The response came back from Gideon almost immediately. Whatever Rio needed, the Order would provide. Gideon was standing by for details.

“You got a cell phone?” he asked the reporter sitting mutely near him. When she shook her head, Rio snatched the desk phone and typed in the hotel’s landline. “What room number is this? The number, damn it!”

“Uh, it’s 310,” she replied. “Why? Who are you calling? Are you going to tell me what’s going on?”
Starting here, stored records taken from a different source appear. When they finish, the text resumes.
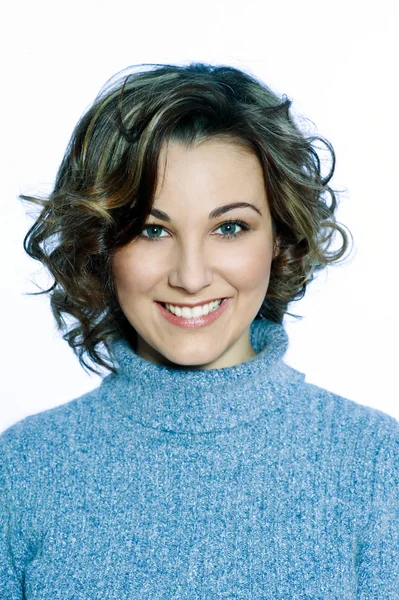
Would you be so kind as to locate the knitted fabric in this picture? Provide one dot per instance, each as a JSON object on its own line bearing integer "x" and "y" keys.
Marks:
{"x": 244, "y": 482}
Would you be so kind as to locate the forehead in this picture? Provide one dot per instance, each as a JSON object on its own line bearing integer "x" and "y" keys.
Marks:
{"x": 209, "y": 172}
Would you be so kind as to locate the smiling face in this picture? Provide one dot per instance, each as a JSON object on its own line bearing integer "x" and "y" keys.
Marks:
{"x": 188, "y": 256}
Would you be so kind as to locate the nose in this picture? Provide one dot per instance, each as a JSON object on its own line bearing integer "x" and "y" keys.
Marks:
{"x": 191, "y": 269}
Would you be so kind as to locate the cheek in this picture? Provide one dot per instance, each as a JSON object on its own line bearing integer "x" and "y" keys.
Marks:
{"x": 133, "y": 274}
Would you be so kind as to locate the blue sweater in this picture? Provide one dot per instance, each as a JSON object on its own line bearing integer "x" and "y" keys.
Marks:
{"x": 167, "y": 483}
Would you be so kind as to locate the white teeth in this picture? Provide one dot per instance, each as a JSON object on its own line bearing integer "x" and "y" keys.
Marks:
{"x": 197, "y": 311}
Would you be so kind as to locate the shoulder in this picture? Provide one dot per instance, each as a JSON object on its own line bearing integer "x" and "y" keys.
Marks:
{"x": 52, "y": 430}
{"x": 339, "y": 422}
“Damage control,” he said, about a second before the telephone started ringing.

He picked up the receiver, knowing it was Gideon even before he heard the slight English accent on the other end. “I’m calling on a scrambled signal, Rio, so speak freely. What’s up? More importantly, where the fuck have you been all this time? For crissake, it’s been five months since you went off grid. You don’t write, you don’t call…don’t you love me no more?”

God, it was good to hear a familiar voice. Rio might have smiled at the thought but things were too far south on his end. “I’ve got a situation here—it’s not good, my friend.”

Gideon’s humor vanished and the warrior was all business. “Talk to me.”

“I’m in Prague. There’s a reporter here with me—a female. American. She’s got pictures from the mountain, Gideon. Pictures of the hibernation chamber and the
glyphs
on the walls.”

“Jesus. How did she get in there to take pictures? And when? That cave’s been sealed up since you guys were there in February.”

Ah, hell. No getting around it. He had to just spit the truth out. “The cave wasn’t sealed. There were some delays…I didn’t secure the damn thing until today. After the pictures were taken.”